The news blog about the HIMSS12 Annual Conference and Expo – from the editors of Healthcare IT News

2009: A Good year for e-prescribing

By Patty Enrado, Editor

ALBANY, N.Y. — “Two thousand nine is going to be the year of e-prescribing,” declares Michael Van Ornum, consulting clinical pharmacist for the Greater Rochester Independent Practice Association, or GRIPA.

While all the elements are there to make it happen, many challenges will push a big bump in e-prescribing utilization and implementation to 2010, counters Patricia Hale, MD, deputy director of the Office of Health IT Transformation for the New York State Dept. of Health.

Despite these difference in timing, both say that e-prescribing’s future is bright.
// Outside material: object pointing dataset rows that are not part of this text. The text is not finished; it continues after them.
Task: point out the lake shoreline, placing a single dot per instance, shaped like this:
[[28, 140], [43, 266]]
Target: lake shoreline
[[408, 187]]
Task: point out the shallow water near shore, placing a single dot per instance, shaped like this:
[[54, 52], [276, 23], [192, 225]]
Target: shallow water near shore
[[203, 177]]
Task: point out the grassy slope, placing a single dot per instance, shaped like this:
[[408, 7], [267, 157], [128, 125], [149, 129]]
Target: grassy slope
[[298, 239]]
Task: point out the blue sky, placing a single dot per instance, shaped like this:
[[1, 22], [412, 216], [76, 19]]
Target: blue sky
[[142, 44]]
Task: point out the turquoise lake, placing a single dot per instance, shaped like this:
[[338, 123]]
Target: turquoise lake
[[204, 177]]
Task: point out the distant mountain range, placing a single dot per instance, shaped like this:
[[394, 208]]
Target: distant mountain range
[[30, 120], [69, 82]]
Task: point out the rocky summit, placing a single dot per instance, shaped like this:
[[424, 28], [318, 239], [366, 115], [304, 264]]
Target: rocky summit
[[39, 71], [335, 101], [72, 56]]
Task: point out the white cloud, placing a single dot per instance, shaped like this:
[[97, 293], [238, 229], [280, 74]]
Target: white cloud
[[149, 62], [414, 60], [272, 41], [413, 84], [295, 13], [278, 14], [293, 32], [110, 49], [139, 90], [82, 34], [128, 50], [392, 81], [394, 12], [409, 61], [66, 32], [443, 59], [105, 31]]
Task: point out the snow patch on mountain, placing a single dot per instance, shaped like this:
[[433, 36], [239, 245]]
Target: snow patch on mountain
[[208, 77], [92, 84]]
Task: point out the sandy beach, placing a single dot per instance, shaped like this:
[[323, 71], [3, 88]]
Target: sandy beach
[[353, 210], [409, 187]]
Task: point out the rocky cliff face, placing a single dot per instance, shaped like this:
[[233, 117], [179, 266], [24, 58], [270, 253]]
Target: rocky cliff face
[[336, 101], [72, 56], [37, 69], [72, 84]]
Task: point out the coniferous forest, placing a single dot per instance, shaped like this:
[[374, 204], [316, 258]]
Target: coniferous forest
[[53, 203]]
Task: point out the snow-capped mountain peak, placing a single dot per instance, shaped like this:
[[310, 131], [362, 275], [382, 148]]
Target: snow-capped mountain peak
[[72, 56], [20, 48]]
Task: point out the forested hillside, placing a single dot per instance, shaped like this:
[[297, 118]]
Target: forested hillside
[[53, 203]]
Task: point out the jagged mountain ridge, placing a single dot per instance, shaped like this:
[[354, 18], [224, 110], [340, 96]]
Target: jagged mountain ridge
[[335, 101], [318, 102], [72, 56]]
Three areas will impact e-prescribing in 2009, Van Ornum said. The Medicare Improvements for Patients and Providers Act, or MIPPA, includes a two percent on Medicare fee-for-service incentive for physicians who use e-prescribing. “This is a meaningful incentive for a lot of physicians and large healthcare systems,” he said. “We’re going to see a huge upsurge in adoption.”
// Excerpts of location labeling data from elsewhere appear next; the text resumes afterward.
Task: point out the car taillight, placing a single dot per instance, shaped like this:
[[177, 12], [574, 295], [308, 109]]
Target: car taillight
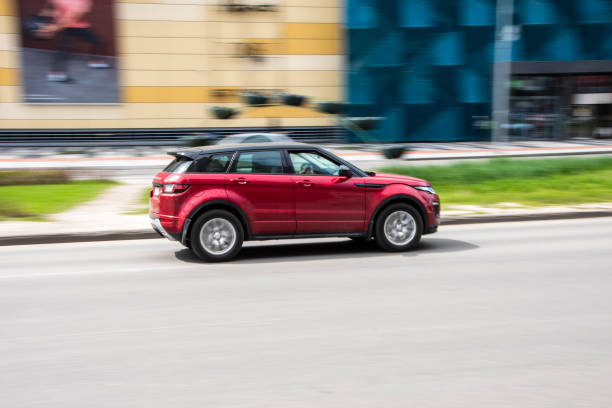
[[175, 188]]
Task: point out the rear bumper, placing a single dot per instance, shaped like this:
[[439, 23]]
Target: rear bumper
[[157, 226]]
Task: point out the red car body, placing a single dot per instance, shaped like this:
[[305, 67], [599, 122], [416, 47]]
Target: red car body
[[286, 204]]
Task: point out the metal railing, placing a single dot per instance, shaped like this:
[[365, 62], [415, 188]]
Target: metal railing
[[152, 137]]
Besides the federal government, states and health plan and physician consortiums are also developing matching incentive programs, Hale said.

E-prescribing is undergoing a transformation and taking on an expanded new role, Van Ornum said. The traditional implementation has been practice centric, but it’s shifting to contribute to a patient-centric electronic record. “The desire to pull e-prescribing into electronic medical record systems, health information exchanges, or HIEs, and regional health information organizations is driving changes in the way information is being used by employers and payers,” he said.

Hale pointed out that CCHIT certification for standalone e-prescribing systems and the requirement for significant e-prescribing functionality for electronic health record, or EHR, systems will provide more confidence for providers to buy these products.

The transformation in clinical decision support, or CDS, will also impact e-prescribing, he said. CDS vendors are moving forward with new and innovative applications that provide more patient-adherence metrics and appropriate evidence-based drug-specific alerts.

“E-prescribing is a tool of education with respect to the alerts, but over time, it will help change prescribing behavior and then the messages themselves will change,” he said.

CDS and HIE vendors are partnering with e-prescribing vendors to broaden the functionalities of their products, Hale said.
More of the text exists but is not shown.